APNEA Humans Breathless — photographic portraits underwater

Photographic portraits
Text: Gadzhi Gumasov

Italian photographer Gabriele Corni and architect Claudio Silvestrin joined forces with GALLLERIAPIÙ — a multifaceted organisation dedicated to research and experimentation in contemporary art — for the project APNEA Humans Breathless (Apnea — people without breath). The aim was to capture the emotional range of people in a state of discomfort.

Photographic portraits
When you are submerged in water and deprived of air, do you behave as naturally as you do in your everyday life?
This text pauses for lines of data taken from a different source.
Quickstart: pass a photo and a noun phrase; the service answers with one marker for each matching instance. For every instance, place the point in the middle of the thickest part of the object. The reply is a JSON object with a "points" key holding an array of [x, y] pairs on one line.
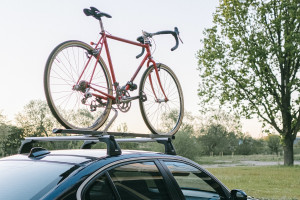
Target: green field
{"points": [[267, 182]]}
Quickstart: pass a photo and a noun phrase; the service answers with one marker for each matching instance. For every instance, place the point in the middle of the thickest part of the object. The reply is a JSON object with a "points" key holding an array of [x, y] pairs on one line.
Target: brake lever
{"points": [[177, 32]]}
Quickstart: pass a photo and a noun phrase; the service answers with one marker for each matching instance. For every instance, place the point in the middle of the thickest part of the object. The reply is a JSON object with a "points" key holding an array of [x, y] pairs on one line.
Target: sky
{"points": [[30, 30]]}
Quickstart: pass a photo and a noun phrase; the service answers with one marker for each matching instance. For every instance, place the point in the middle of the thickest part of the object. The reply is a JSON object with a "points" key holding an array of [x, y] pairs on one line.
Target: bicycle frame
{"points": [[103, 42]]}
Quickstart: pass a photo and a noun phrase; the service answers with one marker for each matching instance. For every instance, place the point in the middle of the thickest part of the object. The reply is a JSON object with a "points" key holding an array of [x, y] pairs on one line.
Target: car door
{"points": [[134, 180], [194, 182]]}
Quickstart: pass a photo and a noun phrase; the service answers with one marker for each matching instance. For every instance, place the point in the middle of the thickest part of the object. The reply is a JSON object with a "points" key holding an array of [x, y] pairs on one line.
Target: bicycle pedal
{"points": [[143, 97], [132, 87]]}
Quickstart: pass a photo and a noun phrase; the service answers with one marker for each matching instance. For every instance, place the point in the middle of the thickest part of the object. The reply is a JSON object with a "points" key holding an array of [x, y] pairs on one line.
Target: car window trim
{"points": [[193, 164], [119, 162]]}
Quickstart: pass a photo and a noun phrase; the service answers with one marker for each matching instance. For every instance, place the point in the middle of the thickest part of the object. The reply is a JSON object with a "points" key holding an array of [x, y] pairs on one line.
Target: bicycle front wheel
{"points": [[161, 104], [66, 92]]}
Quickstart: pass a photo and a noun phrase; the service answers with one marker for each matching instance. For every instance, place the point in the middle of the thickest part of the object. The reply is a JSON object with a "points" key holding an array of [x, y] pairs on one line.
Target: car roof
{"points": [[80, 156]]}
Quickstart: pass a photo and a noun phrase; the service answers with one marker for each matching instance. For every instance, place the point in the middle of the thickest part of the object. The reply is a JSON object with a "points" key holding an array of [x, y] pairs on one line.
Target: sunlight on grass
{"points": [[271, 182]]}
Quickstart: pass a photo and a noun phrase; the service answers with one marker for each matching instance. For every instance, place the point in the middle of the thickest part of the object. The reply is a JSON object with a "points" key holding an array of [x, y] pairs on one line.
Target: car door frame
{"points": [[193, 164], [173, 191]]}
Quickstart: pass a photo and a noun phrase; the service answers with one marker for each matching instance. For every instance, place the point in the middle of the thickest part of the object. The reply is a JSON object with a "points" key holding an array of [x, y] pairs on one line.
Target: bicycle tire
{"points": [[62, 71], [161, 117]]}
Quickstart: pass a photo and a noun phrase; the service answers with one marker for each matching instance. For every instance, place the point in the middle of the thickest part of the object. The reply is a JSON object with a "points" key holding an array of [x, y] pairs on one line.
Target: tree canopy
{"points": [[250, 63]]}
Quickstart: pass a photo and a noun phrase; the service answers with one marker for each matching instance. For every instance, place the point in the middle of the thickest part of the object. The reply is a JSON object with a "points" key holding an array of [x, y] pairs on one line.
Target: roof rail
{"points": [[93, 137]]}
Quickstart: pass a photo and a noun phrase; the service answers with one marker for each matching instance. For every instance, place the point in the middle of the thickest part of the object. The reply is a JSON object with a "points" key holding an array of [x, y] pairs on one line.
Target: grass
{"points": [[237, 158], [267, 182]]}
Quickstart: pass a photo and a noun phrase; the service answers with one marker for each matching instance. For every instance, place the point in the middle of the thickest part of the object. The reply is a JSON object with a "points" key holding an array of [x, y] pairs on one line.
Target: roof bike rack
{"points": [[113, 148], [112, 144], [92, 137], [104, 132]]}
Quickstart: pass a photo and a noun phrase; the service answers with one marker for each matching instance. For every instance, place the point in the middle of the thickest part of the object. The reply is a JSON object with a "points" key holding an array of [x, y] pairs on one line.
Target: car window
{"points": [[100, 189], [137, 181], [195, 184]]}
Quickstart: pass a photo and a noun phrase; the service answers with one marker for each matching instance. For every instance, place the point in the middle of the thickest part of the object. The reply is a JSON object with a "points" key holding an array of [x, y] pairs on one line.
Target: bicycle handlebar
{"points": [[174, 33], [95, 13]]}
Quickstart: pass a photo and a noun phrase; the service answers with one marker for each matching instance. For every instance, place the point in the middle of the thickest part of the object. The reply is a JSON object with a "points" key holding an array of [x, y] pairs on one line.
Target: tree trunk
{"points": [[288, 151]]}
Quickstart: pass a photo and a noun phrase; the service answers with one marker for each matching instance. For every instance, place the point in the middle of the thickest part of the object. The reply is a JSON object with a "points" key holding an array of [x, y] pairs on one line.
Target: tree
{"points": [[10, 137], [250, 63], [36, 119], [216, 139], [273, 143]]}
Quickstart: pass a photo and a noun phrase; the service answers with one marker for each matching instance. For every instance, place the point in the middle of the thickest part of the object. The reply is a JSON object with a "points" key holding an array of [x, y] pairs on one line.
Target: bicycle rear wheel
{"points": [[69, 106], [161, 115]]}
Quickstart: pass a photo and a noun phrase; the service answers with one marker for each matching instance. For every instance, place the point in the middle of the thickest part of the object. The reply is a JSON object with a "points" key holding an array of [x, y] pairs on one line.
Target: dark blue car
{"points": [[112, 173]]}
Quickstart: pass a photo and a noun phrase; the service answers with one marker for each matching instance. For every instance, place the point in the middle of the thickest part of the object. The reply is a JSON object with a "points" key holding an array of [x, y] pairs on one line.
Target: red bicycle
{"points": [[81, 91]]}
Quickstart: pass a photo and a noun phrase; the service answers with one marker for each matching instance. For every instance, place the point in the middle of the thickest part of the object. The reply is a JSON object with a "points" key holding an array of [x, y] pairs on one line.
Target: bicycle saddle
{"points": [[95, 13]]}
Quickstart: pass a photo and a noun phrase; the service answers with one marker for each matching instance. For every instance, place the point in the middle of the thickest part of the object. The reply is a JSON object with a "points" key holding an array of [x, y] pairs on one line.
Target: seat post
{"points": [[101, 25]]}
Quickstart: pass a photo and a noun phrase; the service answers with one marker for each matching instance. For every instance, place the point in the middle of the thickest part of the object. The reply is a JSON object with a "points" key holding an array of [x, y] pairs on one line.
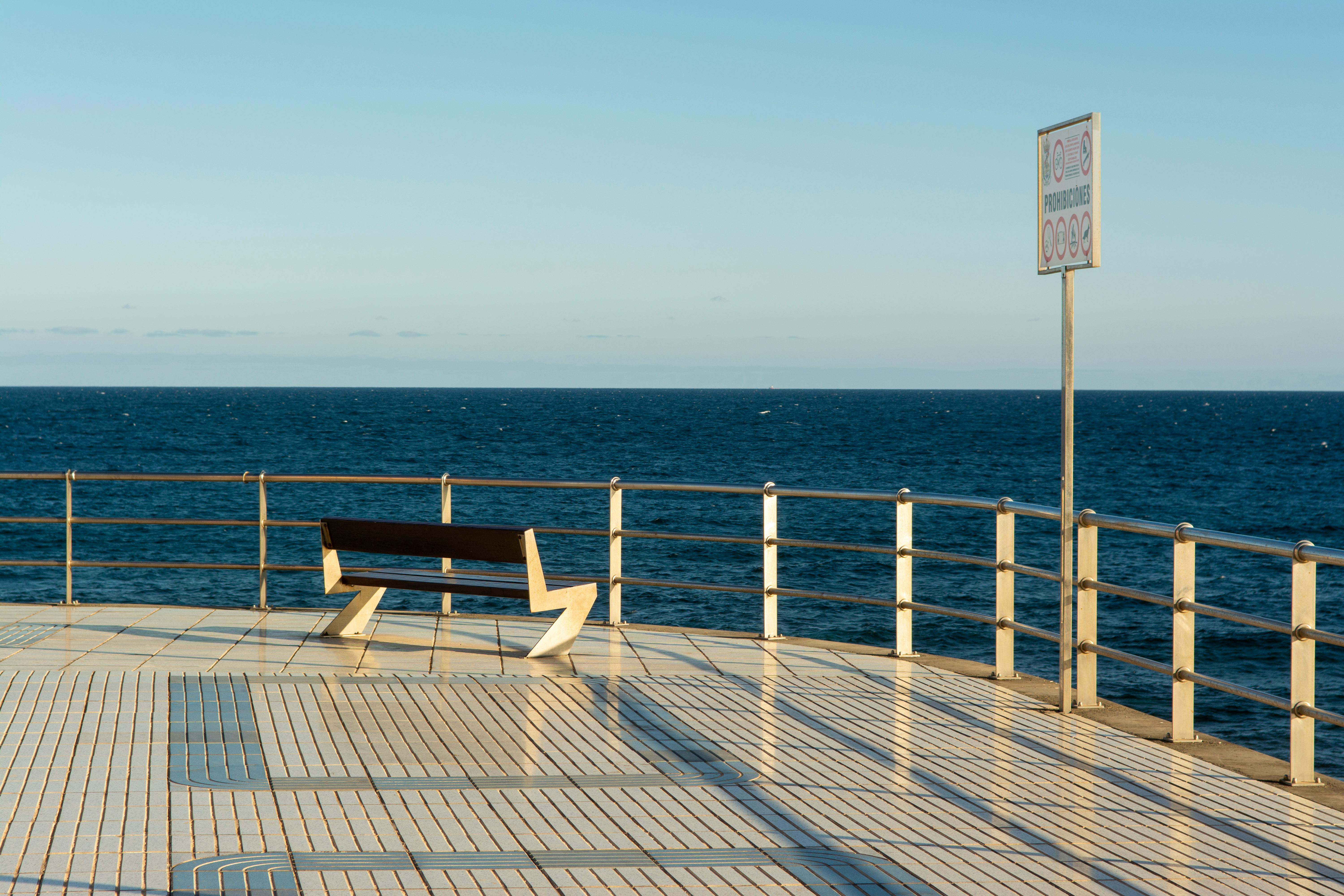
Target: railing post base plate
{"points": [[1294, 782]]}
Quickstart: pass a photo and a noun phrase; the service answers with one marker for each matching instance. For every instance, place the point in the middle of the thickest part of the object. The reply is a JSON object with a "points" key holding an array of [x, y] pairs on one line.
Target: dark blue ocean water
{"points": [[1255, 463]]}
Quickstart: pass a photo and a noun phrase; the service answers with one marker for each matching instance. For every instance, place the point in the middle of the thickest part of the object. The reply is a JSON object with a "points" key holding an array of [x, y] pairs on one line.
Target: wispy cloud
{"points": [[205, 332]]}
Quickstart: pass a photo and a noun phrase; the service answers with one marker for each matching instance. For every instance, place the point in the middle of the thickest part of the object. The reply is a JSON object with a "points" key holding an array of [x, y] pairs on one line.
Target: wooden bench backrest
{"points": [[486, 543]]}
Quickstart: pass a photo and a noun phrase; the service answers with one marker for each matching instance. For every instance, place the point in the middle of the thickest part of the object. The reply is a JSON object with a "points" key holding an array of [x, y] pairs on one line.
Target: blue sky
{"points": [[662, 195]]}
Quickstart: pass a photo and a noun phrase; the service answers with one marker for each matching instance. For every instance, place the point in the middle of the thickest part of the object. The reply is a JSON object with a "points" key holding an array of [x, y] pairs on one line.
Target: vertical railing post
{"points": [[261, 541], [1066, 499], [1302, 730], [1087, 613], [1005, 538], [769, 565], [71, 536], [905, 570], [1183, 639], [614, 539], [446, 515]]}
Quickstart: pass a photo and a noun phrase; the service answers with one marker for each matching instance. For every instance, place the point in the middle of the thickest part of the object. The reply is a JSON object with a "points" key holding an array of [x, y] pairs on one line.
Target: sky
{"points": [[628, 194]]}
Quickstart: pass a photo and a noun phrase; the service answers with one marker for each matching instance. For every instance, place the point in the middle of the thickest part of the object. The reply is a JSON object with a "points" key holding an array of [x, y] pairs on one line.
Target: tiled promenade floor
{"points": [[193, 752]]}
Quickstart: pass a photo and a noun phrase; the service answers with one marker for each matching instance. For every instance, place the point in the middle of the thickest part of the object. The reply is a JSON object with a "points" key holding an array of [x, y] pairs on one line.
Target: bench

"I find it fascinating to photograph people holding their breath — each time I am struck by the fact that without breath we are forced to abandon the polished projection of ourselves: the desire to 'look good in a photo' disappears entirely, overtaken by the most fundamental need — to breathe"

Photographic portraits

Restless and disoriented, these intent gazes are penetrating. Faces that look back at us — striking even from a distance, submerged in water and emerging from it, wrapped in a milky veil that envelops, caresses and oppresses. Solitary and silent faces, absorbed in their inner selves, existing in a timeless space untouched by the noise and movement of the everyday.

"In this series of portraits, water represents time — the dimension by which we are all consumed."
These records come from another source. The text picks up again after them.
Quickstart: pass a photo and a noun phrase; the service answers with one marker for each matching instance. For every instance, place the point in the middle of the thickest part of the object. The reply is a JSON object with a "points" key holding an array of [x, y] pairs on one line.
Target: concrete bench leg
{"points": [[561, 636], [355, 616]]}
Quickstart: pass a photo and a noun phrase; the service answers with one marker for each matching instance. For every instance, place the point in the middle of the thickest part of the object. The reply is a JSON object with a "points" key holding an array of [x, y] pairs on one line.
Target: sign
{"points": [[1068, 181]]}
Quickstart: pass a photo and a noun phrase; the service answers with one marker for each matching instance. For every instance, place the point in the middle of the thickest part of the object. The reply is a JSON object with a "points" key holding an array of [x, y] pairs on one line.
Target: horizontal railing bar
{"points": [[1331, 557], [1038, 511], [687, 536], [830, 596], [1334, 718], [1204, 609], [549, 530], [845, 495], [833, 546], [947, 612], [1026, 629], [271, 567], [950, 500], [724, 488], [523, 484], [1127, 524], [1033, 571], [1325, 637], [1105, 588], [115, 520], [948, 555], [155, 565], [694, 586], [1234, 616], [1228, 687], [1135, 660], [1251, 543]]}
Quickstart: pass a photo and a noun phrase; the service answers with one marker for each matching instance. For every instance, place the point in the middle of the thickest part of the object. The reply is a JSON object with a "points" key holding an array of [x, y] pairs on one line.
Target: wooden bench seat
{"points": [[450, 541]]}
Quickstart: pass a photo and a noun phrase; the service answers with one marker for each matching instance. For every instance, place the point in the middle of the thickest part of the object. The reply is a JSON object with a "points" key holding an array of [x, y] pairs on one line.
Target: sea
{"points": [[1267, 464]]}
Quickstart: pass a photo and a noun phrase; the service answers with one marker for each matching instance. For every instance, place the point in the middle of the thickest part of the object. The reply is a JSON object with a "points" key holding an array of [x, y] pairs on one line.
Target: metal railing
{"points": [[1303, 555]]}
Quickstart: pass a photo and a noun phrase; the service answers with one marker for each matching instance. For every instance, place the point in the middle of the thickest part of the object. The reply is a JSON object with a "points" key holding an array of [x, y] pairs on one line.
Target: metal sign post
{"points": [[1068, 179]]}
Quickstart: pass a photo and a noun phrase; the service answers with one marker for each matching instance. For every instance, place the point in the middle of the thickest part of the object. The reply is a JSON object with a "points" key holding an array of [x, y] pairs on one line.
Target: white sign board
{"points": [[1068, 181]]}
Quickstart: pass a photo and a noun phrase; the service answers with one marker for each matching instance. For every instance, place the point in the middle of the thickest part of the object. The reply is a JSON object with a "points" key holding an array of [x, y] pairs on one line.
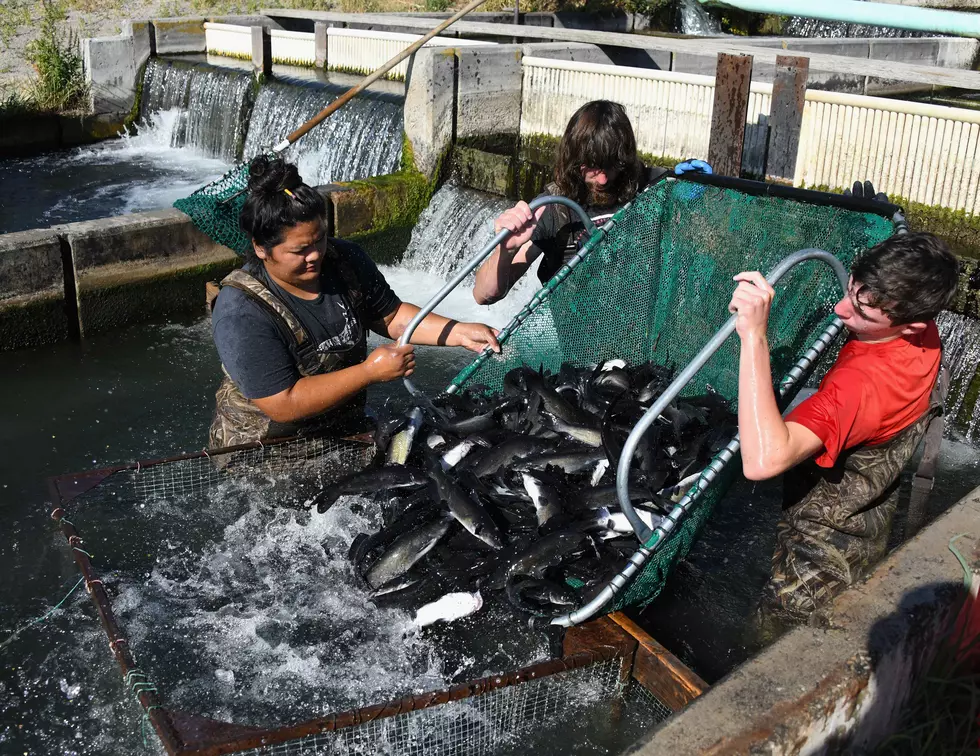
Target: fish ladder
{"points": [[653, 284]]}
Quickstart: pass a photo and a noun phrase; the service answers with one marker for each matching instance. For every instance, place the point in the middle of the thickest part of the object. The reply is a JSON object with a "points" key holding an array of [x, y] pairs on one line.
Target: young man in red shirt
{"points": [[848, 443]]}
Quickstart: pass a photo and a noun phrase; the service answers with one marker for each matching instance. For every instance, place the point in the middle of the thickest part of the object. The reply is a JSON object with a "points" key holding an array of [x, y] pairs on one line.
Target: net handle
{"points": [[659, 536], [643, 532], [373, 77], [475, 262]]}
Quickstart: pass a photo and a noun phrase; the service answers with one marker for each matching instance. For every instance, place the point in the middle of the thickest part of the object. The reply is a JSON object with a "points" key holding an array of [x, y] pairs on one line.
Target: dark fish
{"points": [[554, 403], [369, 481], [486, 462], [551, 551], [570, 462], [546, 499], [468, 512], [541, 598], [584, 434], [406, 551]]}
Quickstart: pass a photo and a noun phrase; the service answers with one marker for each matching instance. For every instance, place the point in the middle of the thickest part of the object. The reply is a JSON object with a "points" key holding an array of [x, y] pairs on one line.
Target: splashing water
{"points": [[961, 355], [362, 139], [453, 228], [213, 104], [696, 20], [142, 171]]}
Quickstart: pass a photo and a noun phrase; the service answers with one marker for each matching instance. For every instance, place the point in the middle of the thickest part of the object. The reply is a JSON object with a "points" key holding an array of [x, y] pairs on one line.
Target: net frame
{"points": [[597, 656], [643, 574]]}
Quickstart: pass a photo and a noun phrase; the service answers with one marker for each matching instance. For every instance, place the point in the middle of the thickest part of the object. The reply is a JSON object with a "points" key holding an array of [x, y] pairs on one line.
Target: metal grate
{"points": [[487, 724]]}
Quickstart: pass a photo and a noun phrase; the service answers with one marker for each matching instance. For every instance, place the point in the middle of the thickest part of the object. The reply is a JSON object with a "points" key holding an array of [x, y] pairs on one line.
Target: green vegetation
{"points": [[58, 83]]}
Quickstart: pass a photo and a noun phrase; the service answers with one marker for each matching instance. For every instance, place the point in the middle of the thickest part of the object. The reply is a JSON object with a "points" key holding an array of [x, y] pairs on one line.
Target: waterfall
{"points": [[213, 104], [362, 139], [961, 354], [797, 26], [695, 19], [453, 228]]}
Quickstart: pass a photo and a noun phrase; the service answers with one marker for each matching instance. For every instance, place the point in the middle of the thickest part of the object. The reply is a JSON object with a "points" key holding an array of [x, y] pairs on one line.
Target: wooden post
{"points": [[786, 117], [732, 80], [320, 44], [261, 52]]}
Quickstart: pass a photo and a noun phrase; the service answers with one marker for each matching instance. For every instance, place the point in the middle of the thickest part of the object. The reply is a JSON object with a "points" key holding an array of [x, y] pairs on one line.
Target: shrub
{"points": [[59, 79]]}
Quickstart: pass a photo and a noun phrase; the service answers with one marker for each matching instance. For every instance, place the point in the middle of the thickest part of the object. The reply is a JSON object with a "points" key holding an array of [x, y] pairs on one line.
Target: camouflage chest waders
{"points": [[836, 523], [237, 420]]}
Portraits of children and people of varied ethnicities and social backgrounds — by compelling them to step away from their self-presentation, Gabriele Corni seems to have stripped away their masks, bringing their inner selves into contact with something primordial: water. The most striking detail lies in the symbolism: "it" (water) shelters us in the womb, yet it also becomes a mighty force capable of taking our breath away; "it" can drag us into the depths, reminding us that life is not eternal. Immersed in this elemental substance, the subject loses their mask and reveals something archaic — something that looks back at us from an unfathomable past.

Photographic portraits

Gabriele Corni shows us faces suspended in thought, freed from the self-possession and tension of everyday life. These portraits transform their subjects into compelling and affecting images. They remind us of how painted portraits once stood in for a person — not so much by depicting the individual as by radiating power and mystery. That same mystery is vividly present in Gabriele Corni's photographs, in which the identity of the subjects is neither imposed nor inferred, but remains distant, wavering, generalised and elusive.